While acclimating to east coast living, Kher enjoys visits from his family and Skyping with his bride of 35 years who lives in India, since she’s a member of Parliament. Still, the first-time expatriate is navigating U.S. life beautifully. “I have a great sense of wonder about life. I celebrate failure,” he says, explaining that, to him, failure is an event, rather than a person.

Leaving his homeland for the wonders of the U.S. and a role on “New Amsterdam” with all its changes seem fitting as Kher reminds us, “This series makes you believe in goodness, makes you believe in compassion, makes you think there is hope beyond all the negativity.”

ABOUT “NEW AMSTERDAM”

“New Amsterdam” is based on the book Twelve Patients: Life and Death at Bellevue Hospital and its author Dr. Eric Manheimer, who is the former medical director for Bellevue Health Center in New York City.

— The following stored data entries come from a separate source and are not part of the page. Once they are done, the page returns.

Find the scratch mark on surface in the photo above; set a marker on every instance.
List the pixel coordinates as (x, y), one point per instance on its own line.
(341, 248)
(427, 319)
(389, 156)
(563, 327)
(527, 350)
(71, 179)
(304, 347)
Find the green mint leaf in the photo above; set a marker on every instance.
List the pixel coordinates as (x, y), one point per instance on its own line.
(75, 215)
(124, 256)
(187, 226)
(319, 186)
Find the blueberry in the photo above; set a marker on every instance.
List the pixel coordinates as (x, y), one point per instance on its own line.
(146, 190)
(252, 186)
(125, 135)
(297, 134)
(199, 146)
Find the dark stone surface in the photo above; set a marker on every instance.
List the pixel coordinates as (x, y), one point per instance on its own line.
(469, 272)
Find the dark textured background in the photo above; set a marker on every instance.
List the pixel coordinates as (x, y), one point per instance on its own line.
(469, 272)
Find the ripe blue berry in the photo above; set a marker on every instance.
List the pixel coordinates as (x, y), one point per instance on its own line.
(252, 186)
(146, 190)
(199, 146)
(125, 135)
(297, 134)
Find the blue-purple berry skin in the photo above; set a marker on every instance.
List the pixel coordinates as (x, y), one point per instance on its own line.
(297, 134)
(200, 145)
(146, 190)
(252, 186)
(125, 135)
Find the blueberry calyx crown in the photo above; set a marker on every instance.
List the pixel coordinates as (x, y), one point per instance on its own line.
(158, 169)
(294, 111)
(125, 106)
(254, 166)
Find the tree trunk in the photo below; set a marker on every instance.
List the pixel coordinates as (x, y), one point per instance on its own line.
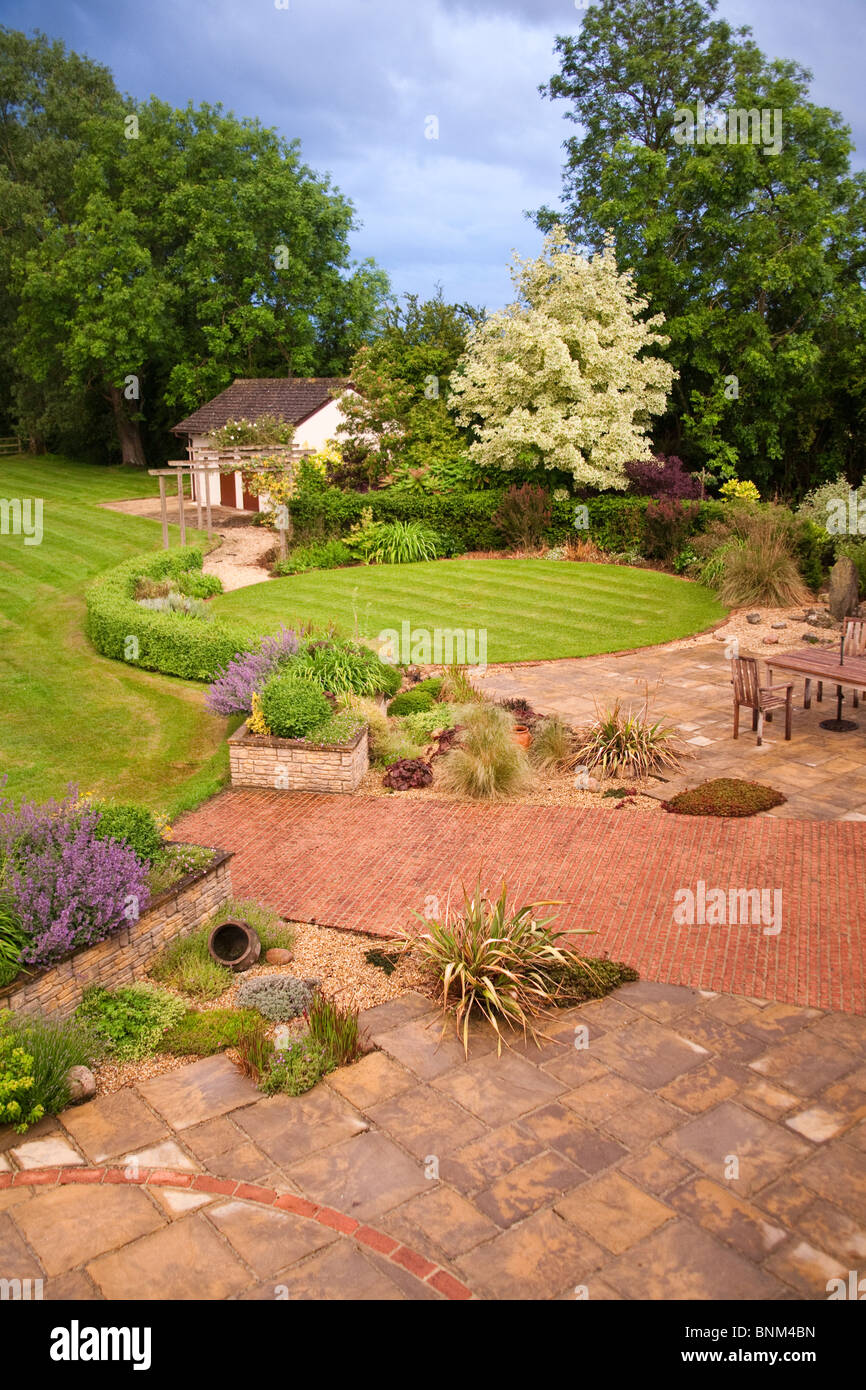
(128, 431)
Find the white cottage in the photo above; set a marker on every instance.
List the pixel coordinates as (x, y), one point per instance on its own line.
(309, 403)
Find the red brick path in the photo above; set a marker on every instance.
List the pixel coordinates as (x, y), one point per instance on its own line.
(367, 863)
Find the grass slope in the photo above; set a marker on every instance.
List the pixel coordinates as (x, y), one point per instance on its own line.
(68, 715)
(531, 609)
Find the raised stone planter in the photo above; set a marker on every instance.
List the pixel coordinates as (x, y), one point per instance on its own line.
(125, 955)
(296, 765)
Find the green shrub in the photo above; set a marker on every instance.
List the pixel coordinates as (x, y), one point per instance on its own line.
(199, 585)
(292, 705)
(346, 669)
(395, 542)
(53, 1047)
(487, 763)
(17, 1102)
(339, 729)
(856, 552)
(552, 742)
(125, 631)
(202, 1034)
(295, 1069)
(433, 684)
(131, 824)
(334, 1027)
(319, 555)
(524, 516)
(724, 797)
(277, 997)
(186, 963)
(131, 1019)
(174, 862)
(424, 723)
(412, 702)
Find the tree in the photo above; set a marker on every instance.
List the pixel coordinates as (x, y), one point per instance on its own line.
(164, 252)
(399, 420)
(562, 378)
(752, 248)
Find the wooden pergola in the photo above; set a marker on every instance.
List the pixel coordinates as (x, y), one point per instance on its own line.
(202, 464)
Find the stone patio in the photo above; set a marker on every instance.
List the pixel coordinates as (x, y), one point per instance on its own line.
(823, 774)
(698, 1146)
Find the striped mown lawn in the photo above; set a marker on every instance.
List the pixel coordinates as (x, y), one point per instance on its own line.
(531, 609)
(66, 713)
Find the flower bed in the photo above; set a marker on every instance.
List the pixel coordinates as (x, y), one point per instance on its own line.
(296, 763)
(124, 955)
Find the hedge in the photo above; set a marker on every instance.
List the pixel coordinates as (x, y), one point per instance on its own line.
(167, 642)
(464, 520)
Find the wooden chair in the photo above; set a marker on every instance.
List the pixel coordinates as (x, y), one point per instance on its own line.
(855, 645)
(761, 699)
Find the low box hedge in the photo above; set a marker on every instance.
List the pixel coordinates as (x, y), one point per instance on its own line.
(167, 642)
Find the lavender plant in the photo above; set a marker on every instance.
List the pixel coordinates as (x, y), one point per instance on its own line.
(68, 887)
(232, 691)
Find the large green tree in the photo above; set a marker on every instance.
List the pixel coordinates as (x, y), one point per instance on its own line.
(754, 252)
(399, 419)
(188, 246)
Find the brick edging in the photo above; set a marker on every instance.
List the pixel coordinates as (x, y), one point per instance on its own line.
(423, 1269)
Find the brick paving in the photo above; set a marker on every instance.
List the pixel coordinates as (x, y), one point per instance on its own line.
(662, 1143)
(369, 863)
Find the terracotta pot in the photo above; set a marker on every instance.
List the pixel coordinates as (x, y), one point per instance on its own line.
(234, 944)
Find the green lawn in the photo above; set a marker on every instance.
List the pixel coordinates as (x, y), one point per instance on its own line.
(68, 715)
(531, 609)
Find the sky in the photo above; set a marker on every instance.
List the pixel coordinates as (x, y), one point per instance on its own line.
(359, 81)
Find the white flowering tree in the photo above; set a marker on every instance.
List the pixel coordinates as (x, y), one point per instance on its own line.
(563, 378)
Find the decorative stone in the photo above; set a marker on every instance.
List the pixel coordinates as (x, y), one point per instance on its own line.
(844, 588)
(278, 955)
(82, 1084)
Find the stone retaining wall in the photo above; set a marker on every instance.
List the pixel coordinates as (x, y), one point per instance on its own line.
(295, 765)
(125, 955)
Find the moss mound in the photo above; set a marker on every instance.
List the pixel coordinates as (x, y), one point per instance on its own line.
(724, 797)
(591, 979)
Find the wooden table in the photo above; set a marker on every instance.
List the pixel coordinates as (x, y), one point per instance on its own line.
(820, 666)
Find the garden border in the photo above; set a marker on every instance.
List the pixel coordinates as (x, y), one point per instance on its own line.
(124, 955)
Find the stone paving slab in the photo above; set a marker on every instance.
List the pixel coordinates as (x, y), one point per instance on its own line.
(655, 1176)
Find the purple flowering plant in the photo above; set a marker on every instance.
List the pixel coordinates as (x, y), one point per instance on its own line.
(70, 888)
(232, 691)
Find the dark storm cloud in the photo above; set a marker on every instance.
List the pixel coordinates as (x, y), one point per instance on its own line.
(357, 79)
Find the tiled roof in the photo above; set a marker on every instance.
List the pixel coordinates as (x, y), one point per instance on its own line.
(292, 399)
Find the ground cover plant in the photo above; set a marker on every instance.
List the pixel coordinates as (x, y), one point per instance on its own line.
(129, 1022)
(724, 797)
(185, 963)
(530, 609)
(145, 737)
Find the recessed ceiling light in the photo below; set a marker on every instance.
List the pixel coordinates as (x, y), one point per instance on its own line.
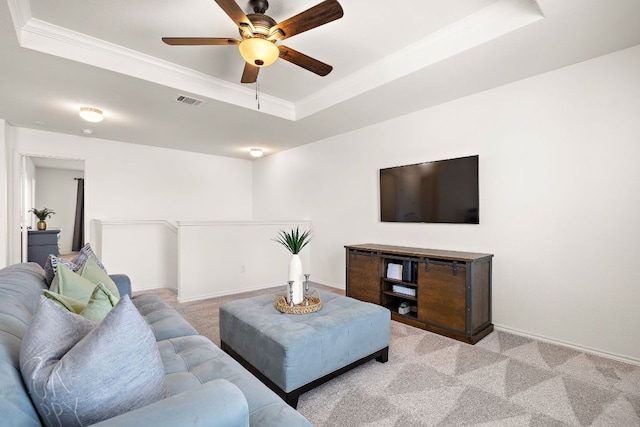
(91, 114)
(256, 152)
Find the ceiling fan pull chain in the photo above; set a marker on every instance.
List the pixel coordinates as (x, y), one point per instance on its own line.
(258, 93)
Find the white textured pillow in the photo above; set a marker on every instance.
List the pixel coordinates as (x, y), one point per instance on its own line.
(79, 373)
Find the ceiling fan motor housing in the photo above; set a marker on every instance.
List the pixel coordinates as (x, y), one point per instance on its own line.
(259, 6)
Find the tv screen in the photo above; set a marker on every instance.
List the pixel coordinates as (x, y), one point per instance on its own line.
(444, 191)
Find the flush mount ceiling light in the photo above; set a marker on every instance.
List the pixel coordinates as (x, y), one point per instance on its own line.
(91, 114)
(256, 152)
(258, 51)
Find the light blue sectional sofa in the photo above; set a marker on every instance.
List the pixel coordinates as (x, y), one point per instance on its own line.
(206, 386)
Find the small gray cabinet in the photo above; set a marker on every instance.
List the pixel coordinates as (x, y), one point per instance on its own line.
(41, 244)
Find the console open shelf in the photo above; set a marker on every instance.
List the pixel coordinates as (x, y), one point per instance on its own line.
(449, 292)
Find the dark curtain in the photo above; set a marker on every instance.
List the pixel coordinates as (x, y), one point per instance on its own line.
(78, 227)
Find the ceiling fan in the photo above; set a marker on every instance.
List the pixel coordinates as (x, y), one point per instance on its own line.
(260, 33)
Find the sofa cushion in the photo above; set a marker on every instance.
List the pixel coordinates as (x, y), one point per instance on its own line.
(164, 321)
(78, 373)
(191, 361)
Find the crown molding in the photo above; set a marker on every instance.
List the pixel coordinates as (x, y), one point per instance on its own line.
(58, 41)
(497, 19)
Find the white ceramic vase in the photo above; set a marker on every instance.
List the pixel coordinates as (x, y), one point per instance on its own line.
(295, 275)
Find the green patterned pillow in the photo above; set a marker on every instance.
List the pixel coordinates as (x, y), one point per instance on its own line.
(81, 296)
(99, 304)
(92, 271)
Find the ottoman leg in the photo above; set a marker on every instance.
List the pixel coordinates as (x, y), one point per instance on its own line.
(384, 355)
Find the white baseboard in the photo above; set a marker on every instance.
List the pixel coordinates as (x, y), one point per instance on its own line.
(600, 353)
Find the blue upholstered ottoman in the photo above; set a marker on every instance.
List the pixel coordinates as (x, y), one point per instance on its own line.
(294, 353)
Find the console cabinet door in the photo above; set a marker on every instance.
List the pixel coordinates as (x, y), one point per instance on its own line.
(442, 296)
(363, 277)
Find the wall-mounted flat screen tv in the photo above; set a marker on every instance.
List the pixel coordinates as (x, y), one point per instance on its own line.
(443, 191)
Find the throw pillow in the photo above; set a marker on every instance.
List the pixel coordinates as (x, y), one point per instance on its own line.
(72, 285)
(71, 304)
(84, 255)
(51, 267)
(99, 304)
(92, 271)
(79, 374)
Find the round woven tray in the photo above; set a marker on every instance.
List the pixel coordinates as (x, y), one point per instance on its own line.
(315, 304)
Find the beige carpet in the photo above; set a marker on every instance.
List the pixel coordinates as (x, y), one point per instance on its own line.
(504, 380)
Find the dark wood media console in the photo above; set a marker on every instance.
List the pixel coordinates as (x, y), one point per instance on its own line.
(448, 292)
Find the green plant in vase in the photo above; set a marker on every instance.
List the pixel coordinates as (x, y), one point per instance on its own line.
(42, 214)
(295, 241)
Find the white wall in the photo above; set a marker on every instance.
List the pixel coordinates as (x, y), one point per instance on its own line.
(57, 189)
(559, 197)
(233, 257)
(4, 249)
(136, 182)
(152, 262)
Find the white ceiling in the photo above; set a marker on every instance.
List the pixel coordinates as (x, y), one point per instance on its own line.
(389, 60)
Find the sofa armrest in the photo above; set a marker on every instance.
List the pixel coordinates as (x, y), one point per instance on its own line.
(123, 283)
(216, 403)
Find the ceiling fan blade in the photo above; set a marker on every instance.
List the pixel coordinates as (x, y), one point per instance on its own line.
(320, 14)
(197, 41)
(236, 14)
(250, 73)
(304, 61)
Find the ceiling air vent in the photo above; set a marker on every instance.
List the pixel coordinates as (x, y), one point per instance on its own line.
(184, 99)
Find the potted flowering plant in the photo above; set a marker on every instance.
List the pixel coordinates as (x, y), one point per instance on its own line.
(42, 215)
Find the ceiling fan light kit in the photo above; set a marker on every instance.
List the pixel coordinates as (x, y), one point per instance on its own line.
(260, 33)
(258, 51)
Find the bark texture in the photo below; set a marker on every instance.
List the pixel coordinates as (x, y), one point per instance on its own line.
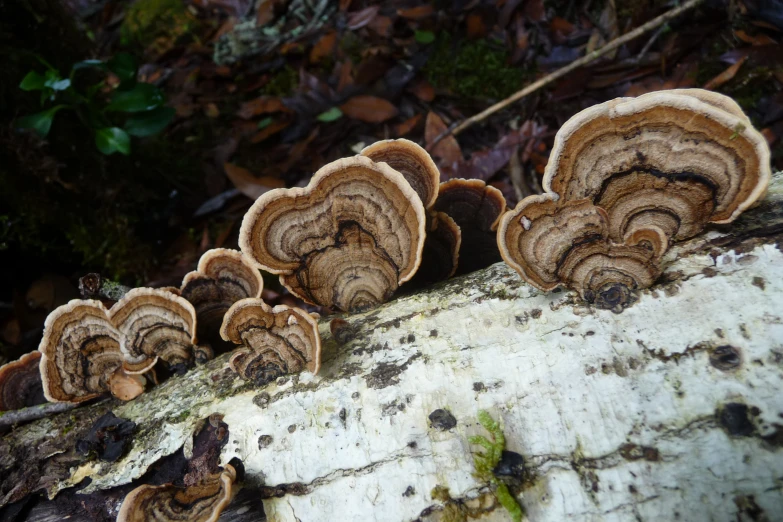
(670, 410)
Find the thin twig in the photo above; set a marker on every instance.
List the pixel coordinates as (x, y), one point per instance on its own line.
(8, 419)
(588, 58)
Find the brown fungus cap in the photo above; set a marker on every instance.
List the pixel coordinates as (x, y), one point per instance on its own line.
(684, 137)
(155, 325)
(275, 341)
(476, 208)
(20, 383)
(80, 352)
(222, 278)
(201, 502)
(412, 161)
(440, 256)
(348, 239)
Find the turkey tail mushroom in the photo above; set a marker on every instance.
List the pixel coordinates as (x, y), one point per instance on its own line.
(625, 179)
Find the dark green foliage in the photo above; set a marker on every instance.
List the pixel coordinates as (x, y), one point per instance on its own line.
(473, 69)
(98, 110)
(485, 462)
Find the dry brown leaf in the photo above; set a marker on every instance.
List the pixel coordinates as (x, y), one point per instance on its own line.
(369, 109)
(248, 184)
(423, 90)
(324, 47)
(359, 19)
(408, 125)
(757, 39)
(381, 25)
(269, 130)
(726, 75)
(262, 105)
(346, 75)
(447, 149)
(415, 13)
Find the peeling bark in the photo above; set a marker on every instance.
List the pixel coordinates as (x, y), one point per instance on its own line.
(669, 410)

Bellevue, the oldest public hospital in the United States, is the inspiration behind this medical drama, as it follows the institution’s newest medical director Dr. Max Goodwin (played by Ryan Eggold). In the midst of fighting his own serious illness, Goodwin is determined to make a difference at the legendary health institution with a mantra of “How can I help?” and frequent upending of traditional bureaucracy. Goodwin and his staff work tirelessly to ensure this underfunded, understaffed city unto itself serves everyone in need of care, regardless of potential consequences.

“New Amsterdam” airs on NBC in the U.S. on Tuesday nights and can be streamed online.